The people who had gotten life jackets in time were pulled on to the Aquarius‘ rig. Those who did not disappeared under the waves. One survivor, a Sudanese boy named Mohammed, said: “I watched people’s faces change from fear to peace as they drowned. There was nothing anyone could do without risking their own lives. There were too many people, and the waves just ate them up.”

No bodies were recovered, and it is not possible to say with certainty how many people died.

One drowning man was pulled on to the rescue boat in full cardiac arrest. The medic on board started to perform CPR, persevering until the seemingly dead man came back to life. With the rescuers’ cheers still ringing, an Italian navy helicopter appeared overhead to evacuate him to a hospital in Italy.

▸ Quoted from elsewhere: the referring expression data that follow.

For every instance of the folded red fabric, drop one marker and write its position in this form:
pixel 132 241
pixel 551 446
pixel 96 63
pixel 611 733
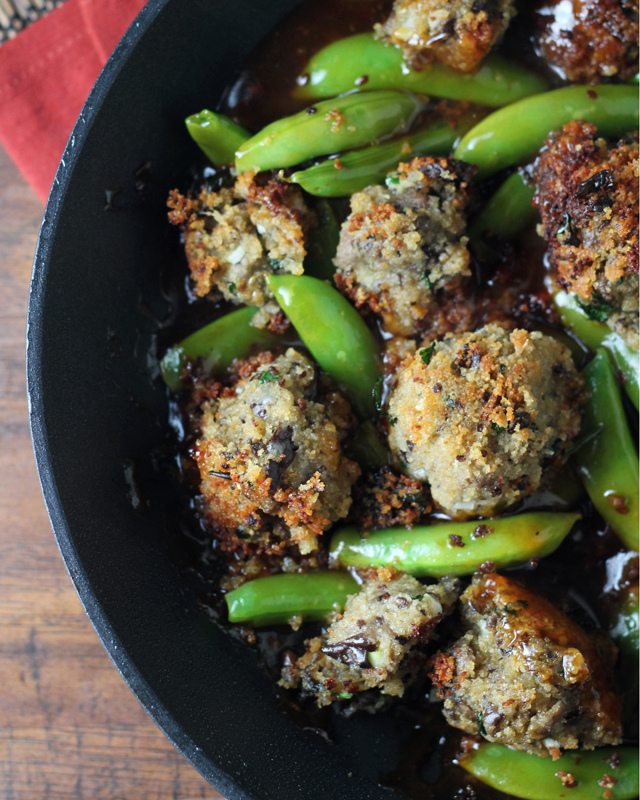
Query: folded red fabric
pixel 46 73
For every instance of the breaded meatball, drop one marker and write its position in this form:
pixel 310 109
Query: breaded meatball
pixel 525 675
pixel 233 238
pixel 405 241
pixel 459 33
pixel 374 644
pixel 479 416
pixel 270 457
pixel 588 40
pixel 587 194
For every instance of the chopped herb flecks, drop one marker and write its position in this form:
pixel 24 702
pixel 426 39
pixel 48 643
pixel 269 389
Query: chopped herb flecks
pixel 426 354
pixel 268 377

A lightning storm broke in the distance, and another rubber boat appeared on the horizon. One hundred more people were brought to safety. With 588 souls aboard, the Aquarius finally set sail back to Italy.

The full import of the rescue mission was brought home to us three days later when the bodies of 26 young Nigerian women were found floating beside another sunken dinghy. A day after that, five more people, including a toddler, drowned during a rescue. The cycle of rescue, life, death, and relief that has blighted the Mediterranean continues.